Describe your job. What are some of the most important tasks or duties for which you are responsible?
As a background, the Kauffman Foundation was a philanthropic entity to promote entrepreneurship. I summarize my tasks into three categories: The first is research. Kauffman Foundation was one of the few foundations with internal research functions. Second, it was engagement with policymakers and practitioners. There was a philosophy that we had to make an impact on society by using our research products, which meant we had to engage with people who were on the front line of making and promoting entrepreneurship. I gave a number of presentations and consultation to policymakers and entrepreneurship support organizations. Third, it was grant management. As a foundation, we provided grants, and I was primarily in charge of research grants to academic institutions.

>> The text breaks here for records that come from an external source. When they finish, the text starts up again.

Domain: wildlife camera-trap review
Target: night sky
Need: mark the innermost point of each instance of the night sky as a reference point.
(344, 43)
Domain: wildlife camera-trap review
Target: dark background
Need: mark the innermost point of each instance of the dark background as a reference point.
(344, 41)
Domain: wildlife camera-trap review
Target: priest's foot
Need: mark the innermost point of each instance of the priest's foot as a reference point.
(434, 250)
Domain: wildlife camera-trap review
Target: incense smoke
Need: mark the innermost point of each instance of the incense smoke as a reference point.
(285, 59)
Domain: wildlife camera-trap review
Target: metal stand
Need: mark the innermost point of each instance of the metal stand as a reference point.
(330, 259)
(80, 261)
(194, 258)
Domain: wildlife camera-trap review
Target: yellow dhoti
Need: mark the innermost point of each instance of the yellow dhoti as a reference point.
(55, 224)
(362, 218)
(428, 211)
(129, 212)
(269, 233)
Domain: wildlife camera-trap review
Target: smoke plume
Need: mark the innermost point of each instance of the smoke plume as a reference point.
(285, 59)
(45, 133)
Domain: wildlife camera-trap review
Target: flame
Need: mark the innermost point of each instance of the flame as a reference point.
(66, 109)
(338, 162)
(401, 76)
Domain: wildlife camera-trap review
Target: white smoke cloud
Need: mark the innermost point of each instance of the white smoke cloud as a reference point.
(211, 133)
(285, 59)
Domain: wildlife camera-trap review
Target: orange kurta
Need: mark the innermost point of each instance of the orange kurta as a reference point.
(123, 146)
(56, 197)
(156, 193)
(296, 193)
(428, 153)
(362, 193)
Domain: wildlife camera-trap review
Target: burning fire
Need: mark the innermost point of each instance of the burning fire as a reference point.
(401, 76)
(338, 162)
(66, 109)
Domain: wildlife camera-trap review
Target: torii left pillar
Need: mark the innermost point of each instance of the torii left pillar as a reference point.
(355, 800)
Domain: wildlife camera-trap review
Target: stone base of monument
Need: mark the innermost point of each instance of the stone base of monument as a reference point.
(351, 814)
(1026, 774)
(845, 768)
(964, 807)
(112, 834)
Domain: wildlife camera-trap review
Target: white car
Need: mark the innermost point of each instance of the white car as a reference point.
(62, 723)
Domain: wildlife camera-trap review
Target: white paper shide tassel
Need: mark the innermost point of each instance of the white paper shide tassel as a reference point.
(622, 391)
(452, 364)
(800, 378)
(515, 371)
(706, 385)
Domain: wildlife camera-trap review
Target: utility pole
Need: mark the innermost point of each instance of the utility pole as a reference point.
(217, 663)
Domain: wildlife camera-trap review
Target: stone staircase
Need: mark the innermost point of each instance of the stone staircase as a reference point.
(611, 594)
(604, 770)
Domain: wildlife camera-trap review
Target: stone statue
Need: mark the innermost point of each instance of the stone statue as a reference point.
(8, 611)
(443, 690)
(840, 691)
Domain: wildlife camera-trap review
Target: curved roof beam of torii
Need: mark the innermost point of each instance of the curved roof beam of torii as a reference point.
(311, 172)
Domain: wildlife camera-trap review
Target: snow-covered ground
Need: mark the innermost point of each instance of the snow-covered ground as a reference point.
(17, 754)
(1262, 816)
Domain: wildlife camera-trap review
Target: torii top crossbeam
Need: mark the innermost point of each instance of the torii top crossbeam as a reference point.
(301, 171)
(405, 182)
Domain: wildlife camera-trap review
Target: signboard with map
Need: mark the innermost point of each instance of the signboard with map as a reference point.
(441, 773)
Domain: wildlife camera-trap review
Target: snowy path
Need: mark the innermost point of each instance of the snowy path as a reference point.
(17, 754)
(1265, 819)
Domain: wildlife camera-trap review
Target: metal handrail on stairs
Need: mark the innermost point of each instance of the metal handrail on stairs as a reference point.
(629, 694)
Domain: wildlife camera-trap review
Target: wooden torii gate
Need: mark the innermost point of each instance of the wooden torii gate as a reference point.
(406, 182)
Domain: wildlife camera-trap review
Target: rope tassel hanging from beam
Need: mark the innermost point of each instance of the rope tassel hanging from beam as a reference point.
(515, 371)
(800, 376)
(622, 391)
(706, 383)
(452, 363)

What attracted you to this career path?
A unique combination of the three functions describe above: research, engagement in policy and practice, and grant making to academic institutions. A possibility of making a real impact on society.

How has your education/background in geography prepared you for this position?
Traditionally, entrepreneurship was studied by business and economics disciplines, which only perceived entrepreneurship as an individual or corporate phenomenon. Lately, people have been finding that entrepreneurship is actually a local phenomenon as every entrepreneur is supported by entrepreneurship organizations, mentors, peer entrepreneurs, etc. in a regional context. In other words, a geographic or spatial perspective was important, and geography-trained researchers were needed.

What geographic skills and information do you use most often in your work? What general skills and information do you use most often?
I used some GIS-related skills, but perhaps the most important one was knowledge of various kinds of data related to entrepreneurship and its geographic context. For example, it’s important to know not only the availability of self-employment data in the Census or American Community Survey, but also the geographic scale that you can analyze. Then, the Business Dynamics Statistics by the Census Bureau provides different entrepreneurship data with a different geographic scale.

Are there any skills or information you need for your work that you did not obtain through your academic training? If so, how/where did you obtain them?
Most academics are theory and publication oriented, and I find that geographers are more so than other disciplines, such as city planning and business administration. When it comes to the question about how we can apply that knowledge to policymakers, I was finding that my graduate school prepared me little. By interacting with mayors, governors, as well as intergovernmental organizations, such as Council of State Governments and National League of Cities, I had to learn how policymakers think and what kind of information can benefit them or lead them to action.

Do you participate in hiring, screening, or training of new employees? If so, what qualities and/or skills do you look for?
Yes, I was involved in the recruitment process for entry and midlevel positions. I think what we looked for were three traits essential for general social science researchers: The first one is curiosity. What kind of problem or question do you have? What are your methods for analyzing tentative answers? The second is flexibility. Unlike the academic world where there are standard research products and protocols, foundation research can evolve into different dimensions, so every researcher needs to identify different needs and audience for every research project. The third is interpersonal skills. Most of the work including research and engagement was team work, so you need to be able to communicate effectively with people of different backgrounds.

What advice would you give to someone interested in a job like yours?
Most foundations do not have a standard recruitment process or publicized job market, so you need to think outside the box and be creative. Many foundations may not post job openings, but hire in a highly opportunistic way when they see a good candidate. So do your homework by researching every foundation and every foundation officer that you can relate to. If you see a potential fit, approach it proactively, and you should usually contact the director level people.

What is the occupational outlook for career opportunities in your field/organization, esp. for geographers?
The job market for foundations is not large. However, it is one of the few places that do not experience a major decline during an economic crisis, thanks to large endowments by founders. So while it may not be big or growing, it is a relatively stable market.